Laborieuse mésaventure, je continue tant bien que mal à supporter cette douleur aussi têtue qu'un gay qui ne veut pas coucher avec la plus belle bombe (femme évidemment) du moment. Alors mon roquet chéri aboie sur tout ce qui peut, ce qui permet quand même de débloquer la situation et d'avoir enfin un oncologue spécialisé au bout du fil. Sauf que lui, il ne s'est pas ce que j'ai et qui je suis. Mais il peut quand même à distance consulter mon dossier. En cinq minutes, il me conseille de prendre de la morphine (je n'avais pas attendu qu'on me le dise !) et de rajouter un autre médicament. De plus, il me dit que si j'ai mal c'est à cause de mes lésions hépatiques. Mes quoi ? Mon cancer ! Bien monsieur. Merci monsieur (de me dire que j'ai grave le cancer ! Encore !) Sage et raisonné (ça m'arrive), je tente de calmer la douleur en me disant qu'il a préféré parler du pire afin de se protéger (donc sans me protéger). Après tout, c'est classique, le patient, il est touché, le médecin non. Alors, c'est bien logique, il faut se protéger de ce qu'on n'a pas. Certes, mais on ne va pas protéger quelqu'un de ce qu'il a (peut-être ou déjà). Et puis si on l'enfonce un peu plus ou un peu moins la tête sous l'eau, c'est moins grave que de se casser une jambe, c'est juste de la maladresse à la con de la part d'un professionnel de la santé perdu dans une organisation estivale qui tire sur les ficelles du moindre coût et l'augmentation des ratages les plus effrayants. Et dans le milieu, on n'est pas à une bavure près. On manipule juste des vies. Et une vie, c'est rien ! Mais oui, c'est ça ! Et s'il s'agissait de la tienne bigorneau, ce serait bien différent, avec ton air de trou du cul, tu serais embêté comme une truffe. Comme moi ! Oui. C'est évident.
La morphine me fait gerber. La chaleur me casse.

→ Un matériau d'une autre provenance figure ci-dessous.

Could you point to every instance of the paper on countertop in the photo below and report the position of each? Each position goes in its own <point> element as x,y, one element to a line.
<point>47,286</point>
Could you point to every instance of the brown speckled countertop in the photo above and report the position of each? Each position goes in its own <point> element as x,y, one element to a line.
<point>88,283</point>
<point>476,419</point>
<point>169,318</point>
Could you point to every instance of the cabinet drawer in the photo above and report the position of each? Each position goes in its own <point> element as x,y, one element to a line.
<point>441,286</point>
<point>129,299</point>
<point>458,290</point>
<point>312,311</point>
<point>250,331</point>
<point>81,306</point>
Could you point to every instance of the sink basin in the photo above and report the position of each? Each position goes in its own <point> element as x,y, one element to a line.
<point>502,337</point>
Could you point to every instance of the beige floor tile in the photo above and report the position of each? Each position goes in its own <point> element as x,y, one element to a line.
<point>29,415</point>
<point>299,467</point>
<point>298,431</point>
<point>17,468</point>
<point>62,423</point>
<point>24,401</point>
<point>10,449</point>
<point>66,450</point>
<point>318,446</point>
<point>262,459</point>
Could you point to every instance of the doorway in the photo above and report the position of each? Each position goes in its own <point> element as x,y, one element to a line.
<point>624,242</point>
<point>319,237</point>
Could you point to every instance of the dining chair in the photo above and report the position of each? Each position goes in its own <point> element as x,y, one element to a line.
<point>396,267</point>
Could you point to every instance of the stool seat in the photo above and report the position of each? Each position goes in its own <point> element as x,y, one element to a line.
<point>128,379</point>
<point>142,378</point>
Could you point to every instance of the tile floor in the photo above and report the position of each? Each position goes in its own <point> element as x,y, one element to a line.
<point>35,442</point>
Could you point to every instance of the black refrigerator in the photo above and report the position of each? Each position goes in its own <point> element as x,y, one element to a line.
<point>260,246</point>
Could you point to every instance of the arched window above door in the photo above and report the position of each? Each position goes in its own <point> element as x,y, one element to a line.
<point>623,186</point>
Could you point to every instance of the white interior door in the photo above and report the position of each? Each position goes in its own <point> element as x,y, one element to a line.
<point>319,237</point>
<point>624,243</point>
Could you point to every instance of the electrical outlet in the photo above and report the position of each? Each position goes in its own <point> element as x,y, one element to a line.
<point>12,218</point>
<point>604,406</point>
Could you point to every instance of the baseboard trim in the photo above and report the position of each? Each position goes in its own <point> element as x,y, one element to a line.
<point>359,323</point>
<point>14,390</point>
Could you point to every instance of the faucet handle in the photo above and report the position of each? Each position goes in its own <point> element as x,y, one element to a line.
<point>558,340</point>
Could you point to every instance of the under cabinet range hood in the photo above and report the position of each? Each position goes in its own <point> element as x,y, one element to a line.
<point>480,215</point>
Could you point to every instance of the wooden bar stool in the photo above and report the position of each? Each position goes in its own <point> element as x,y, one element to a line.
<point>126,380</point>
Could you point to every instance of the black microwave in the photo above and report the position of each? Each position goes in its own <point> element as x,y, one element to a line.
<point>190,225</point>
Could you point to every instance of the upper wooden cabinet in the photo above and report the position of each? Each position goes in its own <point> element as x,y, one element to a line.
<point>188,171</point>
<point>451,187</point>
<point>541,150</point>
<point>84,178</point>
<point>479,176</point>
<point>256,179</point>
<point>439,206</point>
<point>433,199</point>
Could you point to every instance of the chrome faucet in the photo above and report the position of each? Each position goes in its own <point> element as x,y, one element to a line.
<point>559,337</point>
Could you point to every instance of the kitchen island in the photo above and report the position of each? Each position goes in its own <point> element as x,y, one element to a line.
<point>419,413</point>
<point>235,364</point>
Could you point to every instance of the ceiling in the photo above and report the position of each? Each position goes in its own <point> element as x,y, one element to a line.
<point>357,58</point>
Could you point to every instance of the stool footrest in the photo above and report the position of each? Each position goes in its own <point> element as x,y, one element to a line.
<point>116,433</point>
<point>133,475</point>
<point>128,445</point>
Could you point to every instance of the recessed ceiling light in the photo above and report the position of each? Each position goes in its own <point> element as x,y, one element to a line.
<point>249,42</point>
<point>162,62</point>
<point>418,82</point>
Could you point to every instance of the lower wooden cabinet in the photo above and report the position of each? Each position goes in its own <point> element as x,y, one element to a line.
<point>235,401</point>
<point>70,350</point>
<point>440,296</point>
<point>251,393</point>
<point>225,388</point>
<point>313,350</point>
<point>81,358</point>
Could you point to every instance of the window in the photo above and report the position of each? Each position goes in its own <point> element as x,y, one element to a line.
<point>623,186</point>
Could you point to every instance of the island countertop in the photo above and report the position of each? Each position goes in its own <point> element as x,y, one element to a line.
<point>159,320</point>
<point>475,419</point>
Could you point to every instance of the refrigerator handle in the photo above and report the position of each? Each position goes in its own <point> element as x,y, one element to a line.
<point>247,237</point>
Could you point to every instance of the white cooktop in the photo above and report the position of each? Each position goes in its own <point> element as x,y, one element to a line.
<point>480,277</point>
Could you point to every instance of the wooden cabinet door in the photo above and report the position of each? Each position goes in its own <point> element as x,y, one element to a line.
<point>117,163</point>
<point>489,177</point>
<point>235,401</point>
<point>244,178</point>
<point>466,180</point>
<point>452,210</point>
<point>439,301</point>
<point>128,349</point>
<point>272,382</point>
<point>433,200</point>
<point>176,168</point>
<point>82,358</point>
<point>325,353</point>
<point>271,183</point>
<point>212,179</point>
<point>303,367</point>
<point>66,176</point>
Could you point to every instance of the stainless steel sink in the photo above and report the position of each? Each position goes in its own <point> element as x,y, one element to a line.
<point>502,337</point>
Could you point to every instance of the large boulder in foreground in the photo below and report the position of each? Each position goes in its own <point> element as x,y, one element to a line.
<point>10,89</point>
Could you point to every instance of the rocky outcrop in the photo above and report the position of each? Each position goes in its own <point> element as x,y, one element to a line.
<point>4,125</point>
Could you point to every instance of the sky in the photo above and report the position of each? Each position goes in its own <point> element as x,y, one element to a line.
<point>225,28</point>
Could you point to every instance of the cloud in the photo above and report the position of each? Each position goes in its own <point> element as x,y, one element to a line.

Rien ne change. Samedi fin d'après-midi, Fred dévoué et inquiet continue d'aboyer cette fois-ci sur ma mère. Vexée mais dévouée (si si elle aussi), elle file me chercher avec Alain (son ex que je préfère) pour me conduire aux Urgences où je suis attendu car mon roquet chéri d'amour a appelé tout le monde pour avoir le numéro de portable du médecin qui s'occupe de moi et il l'a dérangé dans sa petite vie (il se baignait en dordogne lol). Ce dernier, adorable (il faut le dire), l'a bien accueilli et ils ont parlé ensemble de la marche à suivre la plus sûre (aller faire un petit tour aux urgences). La plus sûre mais la moins rapide : arrivée vers 17h, départ vers 00h30. Diagnostic plus rassurant : réaction de la chimio sur le foie (pas forcément mauvais signe car la chimio en faisant son travail peut me faire mal au foie). Action efficace : une dose de Cortisone injectée par les veines accompagné de Mopral protecteur gastrique atténue bien la douleur sans la faire disparaitre complètement. Rassuré et enfin heureux de moins ressentir cette torture (accro à moi) depuis trois jours, je rentre pour manger et dormir avec mon roquet chéri. Ah je l'aime celui-là, sinon, ça ferait longtemps qu'il terminerait dans sa niche. Mais je le garde tant qu'il ne mord pas car mis à part ça il est doux, tendre, câlin et il a un coeur gros comme ça. Mais le jour où il mord, je le vire (c'est mieux que de le piquer), car après le cancer, je vais pas en plus me choper la rage !
Voilà ce que c'est d'aimer. Voilà ce que c'est de souffrir quand on a le cancer. Et quand tout cela se mélange, voilà le cocktail détonnant que j'ai voulu partagé avec vous chers lecteurs virtuels. Une tranche de mie, non de vie, d'un cancéreux amoureux. Peace and love.